FRAME: Fast and Robust Autonomous 3D point cloud Map-merging for Egocentric multi-robot exploration
This work addresses the challenge of autonomous map integration for multi-robot exploration in complex settings like underground areas, representing an incremental improvement over existing methods.
The paper tackles the problem of merging 3D point cloud maps from multiple robots without prior pose knowledge, achieving fast and robust alignment using learned descriptors and Fast-GICP, with experimental validation in underground environments involving ground and aerial robots.

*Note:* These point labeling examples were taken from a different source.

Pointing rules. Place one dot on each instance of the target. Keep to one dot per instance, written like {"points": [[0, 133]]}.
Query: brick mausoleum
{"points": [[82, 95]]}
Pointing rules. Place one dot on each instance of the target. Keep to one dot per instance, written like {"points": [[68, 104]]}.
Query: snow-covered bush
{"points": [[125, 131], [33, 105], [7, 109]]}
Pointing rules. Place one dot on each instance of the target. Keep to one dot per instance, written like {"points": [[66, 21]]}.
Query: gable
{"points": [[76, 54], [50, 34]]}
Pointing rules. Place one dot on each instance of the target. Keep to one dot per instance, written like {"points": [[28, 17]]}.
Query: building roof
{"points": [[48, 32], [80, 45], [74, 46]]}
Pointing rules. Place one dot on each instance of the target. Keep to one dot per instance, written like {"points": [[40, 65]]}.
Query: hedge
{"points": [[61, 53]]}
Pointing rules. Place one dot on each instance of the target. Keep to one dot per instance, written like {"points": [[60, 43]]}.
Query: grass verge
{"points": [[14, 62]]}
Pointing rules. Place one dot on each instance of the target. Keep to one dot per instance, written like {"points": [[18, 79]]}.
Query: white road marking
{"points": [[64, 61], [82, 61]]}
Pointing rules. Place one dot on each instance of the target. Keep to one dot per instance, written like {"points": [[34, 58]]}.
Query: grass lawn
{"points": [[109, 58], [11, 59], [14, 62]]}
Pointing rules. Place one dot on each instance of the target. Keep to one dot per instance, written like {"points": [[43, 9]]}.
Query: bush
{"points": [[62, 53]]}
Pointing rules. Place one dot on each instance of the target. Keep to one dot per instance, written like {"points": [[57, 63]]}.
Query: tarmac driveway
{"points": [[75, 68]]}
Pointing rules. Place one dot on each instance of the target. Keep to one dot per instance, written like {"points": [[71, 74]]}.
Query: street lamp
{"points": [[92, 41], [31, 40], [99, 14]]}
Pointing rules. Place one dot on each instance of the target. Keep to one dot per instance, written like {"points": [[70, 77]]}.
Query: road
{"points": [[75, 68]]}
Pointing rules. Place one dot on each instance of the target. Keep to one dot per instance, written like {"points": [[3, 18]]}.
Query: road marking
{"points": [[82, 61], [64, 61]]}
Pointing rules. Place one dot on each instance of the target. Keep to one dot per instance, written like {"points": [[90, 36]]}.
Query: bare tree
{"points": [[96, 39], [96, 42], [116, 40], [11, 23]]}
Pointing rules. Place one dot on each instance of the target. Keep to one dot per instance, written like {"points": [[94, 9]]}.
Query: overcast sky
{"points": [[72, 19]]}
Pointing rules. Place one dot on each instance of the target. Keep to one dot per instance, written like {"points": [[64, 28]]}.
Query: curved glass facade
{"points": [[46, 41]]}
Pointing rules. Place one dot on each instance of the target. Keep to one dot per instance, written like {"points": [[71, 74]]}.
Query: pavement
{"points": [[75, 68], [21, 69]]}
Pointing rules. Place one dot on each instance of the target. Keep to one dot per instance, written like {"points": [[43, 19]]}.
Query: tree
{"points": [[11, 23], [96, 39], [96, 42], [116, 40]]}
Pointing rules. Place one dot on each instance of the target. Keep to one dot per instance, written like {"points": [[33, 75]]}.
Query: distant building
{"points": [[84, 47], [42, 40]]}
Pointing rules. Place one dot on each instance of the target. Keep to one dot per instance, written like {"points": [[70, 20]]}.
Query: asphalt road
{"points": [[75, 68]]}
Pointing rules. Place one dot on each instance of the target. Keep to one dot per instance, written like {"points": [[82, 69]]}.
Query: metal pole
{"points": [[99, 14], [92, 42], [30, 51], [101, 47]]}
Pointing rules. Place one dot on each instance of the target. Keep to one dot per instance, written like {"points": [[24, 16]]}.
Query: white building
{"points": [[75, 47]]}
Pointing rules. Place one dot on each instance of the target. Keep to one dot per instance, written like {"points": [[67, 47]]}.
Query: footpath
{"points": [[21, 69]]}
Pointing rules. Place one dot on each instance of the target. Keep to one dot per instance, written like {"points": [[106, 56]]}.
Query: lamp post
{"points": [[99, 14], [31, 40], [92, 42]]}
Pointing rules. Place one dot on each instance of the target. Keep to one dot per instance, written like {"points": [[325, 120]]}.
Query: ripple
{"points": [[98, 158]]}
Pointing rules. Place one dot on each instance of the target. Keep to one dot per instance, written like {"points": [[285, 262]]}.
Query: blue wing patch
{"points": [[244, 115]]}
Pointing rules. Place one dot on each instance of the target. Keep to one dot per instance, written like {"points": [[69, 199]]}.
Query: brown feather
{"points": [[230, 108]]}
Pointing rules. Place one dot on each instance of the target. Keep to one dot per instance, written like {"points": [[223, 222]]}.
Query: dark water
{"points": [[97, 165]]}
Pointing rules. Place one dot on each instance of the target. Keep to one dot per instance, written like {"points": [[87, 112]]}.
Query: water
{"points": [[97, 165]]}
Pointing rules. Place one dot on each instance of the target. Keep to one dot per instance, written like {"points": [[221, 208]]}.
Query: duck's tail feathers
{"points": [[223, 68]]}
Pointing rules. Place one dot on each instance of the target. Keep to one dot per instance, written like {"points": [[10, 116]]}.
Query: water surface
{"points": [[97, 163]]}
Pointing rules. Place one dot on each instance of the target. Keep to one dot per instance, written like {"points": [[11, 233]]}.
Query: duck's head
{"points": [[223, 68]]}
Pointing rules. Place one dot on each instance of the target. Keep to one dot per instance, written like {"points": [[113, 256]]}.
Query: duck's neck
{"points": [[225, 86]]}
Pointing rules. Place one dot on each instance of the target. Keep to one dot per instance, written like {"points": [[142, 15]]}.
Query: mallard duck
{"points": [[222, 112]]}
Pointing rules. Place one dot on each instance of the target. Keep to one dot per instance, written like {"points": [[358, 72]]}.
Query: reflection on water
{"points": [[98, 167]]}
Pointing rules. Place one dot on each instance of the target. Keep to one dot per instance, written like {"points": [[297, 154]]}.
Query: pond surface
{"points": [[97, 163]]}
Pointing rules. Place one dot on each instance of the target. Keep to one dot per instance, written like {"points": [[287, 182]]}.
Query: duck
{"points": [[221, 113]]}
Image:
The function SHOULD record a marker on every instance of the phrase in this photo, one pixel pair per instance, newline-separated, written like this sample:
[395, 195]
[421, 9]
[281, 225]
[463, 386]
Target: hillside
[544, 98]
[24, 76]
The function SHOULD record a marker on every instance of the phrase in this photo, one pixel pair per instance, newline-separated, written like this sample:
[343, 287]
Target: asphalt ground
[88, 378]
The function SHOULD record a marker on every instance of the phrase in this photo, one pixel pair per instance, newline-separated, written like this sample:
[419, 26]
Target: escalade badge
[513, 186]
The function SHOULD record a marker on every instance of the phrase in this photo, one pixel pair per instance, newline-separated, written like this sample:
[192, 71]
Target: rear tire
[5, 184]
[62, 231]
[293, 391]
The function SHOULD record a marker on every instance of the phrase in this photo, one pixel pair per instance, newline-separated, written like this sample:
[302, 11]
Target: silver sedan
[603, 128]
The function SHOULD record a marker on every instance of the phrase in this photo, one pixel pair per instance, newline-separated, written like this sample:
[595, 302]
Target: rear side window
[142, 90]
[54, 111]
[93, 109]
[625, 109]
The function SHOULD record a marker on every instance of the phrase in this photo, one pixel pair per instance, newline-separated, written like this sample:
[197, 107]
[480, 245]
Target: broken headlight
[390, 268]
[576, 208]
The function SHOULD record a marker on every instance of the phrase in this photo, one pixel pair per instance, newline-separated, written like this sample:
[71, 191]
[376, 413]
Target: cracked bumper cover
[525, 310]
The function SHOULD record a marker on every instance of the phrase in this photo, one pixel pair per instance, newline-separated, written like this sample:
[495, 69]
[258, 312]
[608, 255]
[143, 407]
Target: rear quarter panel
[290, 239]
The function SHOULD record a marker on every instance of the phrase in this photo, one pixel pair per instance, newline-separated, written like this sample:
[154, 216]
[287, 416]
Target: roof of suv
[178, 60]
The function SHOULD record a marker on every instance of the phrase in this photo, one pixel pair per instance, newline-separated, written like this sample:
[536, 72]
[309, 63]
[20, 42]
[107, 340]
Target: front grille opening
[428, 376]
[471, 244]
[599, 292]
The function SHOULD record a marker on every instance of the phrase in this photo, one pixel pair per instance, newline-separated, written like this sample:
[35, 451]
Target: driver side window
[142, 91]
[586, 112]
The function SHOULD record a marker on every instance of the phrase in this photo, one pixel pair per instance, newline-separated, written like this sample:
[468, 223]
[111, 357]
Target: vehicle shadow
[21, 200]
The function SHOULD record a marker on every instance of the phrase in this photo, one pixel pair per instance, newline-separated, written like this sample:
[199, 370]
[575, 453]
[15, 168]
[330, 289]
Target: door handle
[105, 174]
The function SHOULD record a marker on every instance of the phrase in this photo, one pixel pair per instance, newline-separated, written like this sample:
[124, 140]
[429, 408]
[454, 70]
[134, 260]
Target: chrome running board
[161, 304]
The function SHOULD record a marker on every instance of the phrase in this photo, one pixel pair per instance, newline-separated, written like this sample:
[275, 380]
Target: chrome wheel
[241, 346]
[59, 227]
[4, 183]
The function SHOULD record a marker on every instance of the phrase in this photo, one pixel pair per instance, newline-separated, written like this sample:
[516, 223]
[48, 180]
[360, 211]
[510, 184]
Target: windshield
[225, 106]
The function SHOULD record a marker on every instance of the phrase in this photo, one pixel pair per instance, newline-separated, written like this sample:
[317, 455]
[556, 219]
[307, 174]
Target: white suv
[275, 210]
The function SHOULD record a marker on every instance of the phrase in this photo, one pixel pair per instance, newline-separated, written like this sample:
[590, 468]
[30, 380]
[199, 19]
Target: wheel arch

This article presents a 3D point cloud map-merging framework for egocentric heterogeneous multi-robot exploration, based on overlap detection and alignment, that is independent of a manual initial guess or prior knowledge of the robots' poses. The novel proposed solution utilizes state-of-the-art place recognition learned descriptors, that through the framework's main pipeline, offer a fast and robust region overlap estimation, hence eliminating the need for the time-consuming global feature extraction and feature matching process that is typically used in 3D map integration. The region overlap estimation provides a homogeneous rigid transform that is applied as an initial condition in the point cloud registration algorithm Fast-GICP, which provides the final and refined alignment. The efficacy of the proposed framework is experimentally evaluated based on multiple field multi-robot exploration missions in underground environments, where both ground and aerial robots are deployed, with different sensor configurations.